Le lendemain, pour observer le lac sous une nouvelle perspective, nous sortons le kayak. Lors de notre séjour à Kampala chez Isaac (cf. Episode 18 I Wage Farm – Il redonne le pouvoir aux femmes avec à un modèle économique rentable), il nous avait conseillé d’aller voir un lodge sur une île. Il est tenu par Silas, un ami à lui. Nous pagayons cinq kilomètres pour aller voir s’ils servent les fameuses écrevisses du lac pour le déjeuner.
Une petite heure plus tard, nous partageons une assiette d’abdomens d’écrevisses frits. C’est plein d’énergie que nous repartons sur la lac. À peine quelques coups de pagaie plus tard, nous rencontrons un pêcheur. Il nous montre fièrement ses pièges à écrevisses. Ce sont des paniers en osier avec une entrée conique que le crustacé ne peut traverser que dans un sens. Nous lui en achetons une cinquantaine encore vivantes, pour cuisiner ce soir.

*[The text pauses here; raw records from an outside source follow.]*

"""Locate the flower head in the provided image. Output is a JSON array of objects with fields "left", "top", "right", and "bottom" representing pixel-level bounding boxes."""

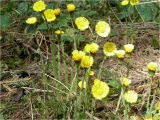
[
  {"left": 89, "top": 70, "right": 94, "bottom": 76},
  {"left": 72, "top": 50, "right": 85, "bottom": 61},
  {"left": 115, "top": 50, "right": 126, "bottom": 59},
  {"left": 147, "top": 62, "right": 158, "bottom": 71},
  {"left": 53, "top": 8, "right": 61, "bottom": 16},
  {"left": 103, "top": 42, "right": 117, "bottom": 56},
  {"left": 78, "top": 80, "right": 86, "bottom": 89},
  {"left": 80, "top": 55, "right": 93, "bottom": 68},
  {"left": 95, "top": 21, "right": 111, "bottom": 37},
  {"left": 121, "top": 77, "right": 131, "bottom": 86},
  {"left": 92, "top": 79, "right": 109, "bottom": 100},
  {"left": 54, "top": 30, "right": 64, "bottom": 35},
  {"left": 130, "top": 0, "right": 139, "bottom": 6},
  {"left": 67, "top": 4, "right": 75, "bottom": 12},
  {"left": 75, "top": 17, "right": 89, "bottom": 31},
  {"left": 26, "top": 17, "right": 37, "bottom": 24},
  {"left": 121, "top": 0, "right": 129, "bottom": 6},
  {"left": 43, "top": 9, "right": 56, "bottom": 22},
  {"left": 84, "top": 43, "right": 99, "bottom": 54},
  {"left": 124, "top": 44, "right": 134, "bottom": 53},
  {"left": 33, "top": 0, "right": 46, "bottom": 12},
  {"left": 124, "top": 90, "right": 138, "bottom": 103}
]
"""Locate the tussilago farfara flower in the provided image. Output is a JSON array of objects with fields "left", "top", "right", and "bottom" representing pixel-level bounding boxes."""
[
  {"left": 26, "top": 17, "right": 37, "bottom": 24},
  {"left": 92, "top": 79, "right": 109, "bottom": 100},
  {"left": 84, "top": 43, "right": 99, "bottom": 54},
  {"left": 78, "top": 80, "right": 86, "bottom": 89},
  {"left": 72, "top": 50, "right": 85, "bottom": 61},
  {"left": 67, "top": 4, "right": 75, "bottom": 12},
  {"left": 115, "top": 50, "right": 126, "bottom": 59},
  {"left": 54, "top": 30, "right": 64, "bottom": 35},
  {"left": 147, "top": 62, "right": 158, "bottom": 71},
  {"left": 43, "top": 9, "right": 56, "bottom": 22},
  {"left": 121, "top": 0, "right": 139, "bottom": 6},
  {"left": 33, "top": 0, "right": 46, "bottom": 12},
  {"left": 95, "top": 21, "right": 111, "bottom": 37},
  {"left": 121, "top": 77, "right": 131, "bottom": 86},
  {"left": 75, "top": 17, "right": 89, "bottom": 31},
  {"left": 130, "top": 0, "right": 139, "bottom": 6},
  {"left": 89, "top": 70, "right": 94, "bottom": 76},
  {"left": 80, "top": 55, "right": 93, "bottom": 68},
  {"left": 124, "top": 90, "right": 138, "bottom": 103},
  {"left": 103, "top": 42, "right": 117, "bottom": 57},
  {"left": 124, "top": 44, "right": 134, "bottom": 53},
  {"left": 121, "top": 0, "right": 129, "bottom": 6},
  {"left": 53, "top": 8, "right": 61, "bottom": 16}
]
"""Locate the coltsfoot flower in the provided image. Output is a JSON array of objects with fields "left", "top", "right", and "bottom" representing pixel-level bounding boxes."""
[
  {"left": 80, "top": 55, "right": 93, "bottom": 68},
  {"left": 43, "top": 9, "right": 56, "bottom": 22},
  {"left": 130, "top": 0, "right": 139, "bottom": 6},
  {"left": 78, "top": 80, "right": 86, "bottom": 89},
  {"left": 67, "top": 4, "right": 75, "bottom": 12},
  {"left": 147, "top": 62, "right": 158, "bottom": 71},
  {"left": 121, "top": 0, "right": 139, "bottom": 6},
  {"left": 72, "top": 50, "right": 85, "bottom": 61},
  {"left": 33, "top": 0, "right": 46, "bottom": 12},
  {"left": 121, "top": 77, "right": 131, "bottom": 86},
  {"left": 92, "top": 79, "right": 109, "bottom": 100},
  {"left": 75, "top": 17, "right": 89, "bottom": 31},
  {"left": 26, "top": 17, "right": 37, "bottom": 24},
  {"left": 95, "top": 21, "right": 111, "bottom": 37},
  {"left": 121, "top": 0, "right": 129, "bottom": 6},
  {"left": 115, "top": 50, "right": 126, "bottom": 59},
  {"left": 124, "top": 90, "right": 138, "bottom": 103},
  {"left": 84, "top": 43, "right": 99, "bottom": 54},
  {"left": 54, "top": 30, "right": 64, "bottom": 35},
  {"left": 89, "top": 70, "right": 94, "bottom": 76},
  {"left": 103, "top": 42, "right": 117, "bottom": 56},
  {"left": 124, "top": 44, "right": 134, "bottom": 53},
  {"left": 53, "top": 8, "right": 61, "bottom": 16}
]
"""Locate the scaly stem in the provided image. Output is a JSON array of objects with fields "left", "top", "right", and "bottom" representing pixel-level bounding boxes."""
[{"left": 97, "top": 56, "right": 106, "bottom": 79}]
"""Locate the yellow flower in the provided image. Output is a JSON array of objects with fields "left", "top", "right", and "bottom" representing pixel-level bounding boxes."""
[
  {"left": 124, "top": 44, "right": 134, "bottom": 53},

En kayak nous pouvons nous approcher très près des oiseaux sans qu’ils ne prennent peur. L’eau lisse dédouble leur silhouette tel un miroir. Dans les marécages, nous tombons face à un couple de grues royales. C’est le symbole de l’Ouganda. On le retrouve dessiné au centre du drapeau national 🇺🇬.
Aussi bien installés et accueillis nous avons passé une semaine au bord du lac. Nous sommes en juin depuis une semaine, et en Ouganda depuis un mois. Il est temps pour nous d’aller au Rwanda. Kigali, la capitale, est à moins de 3 heures de route.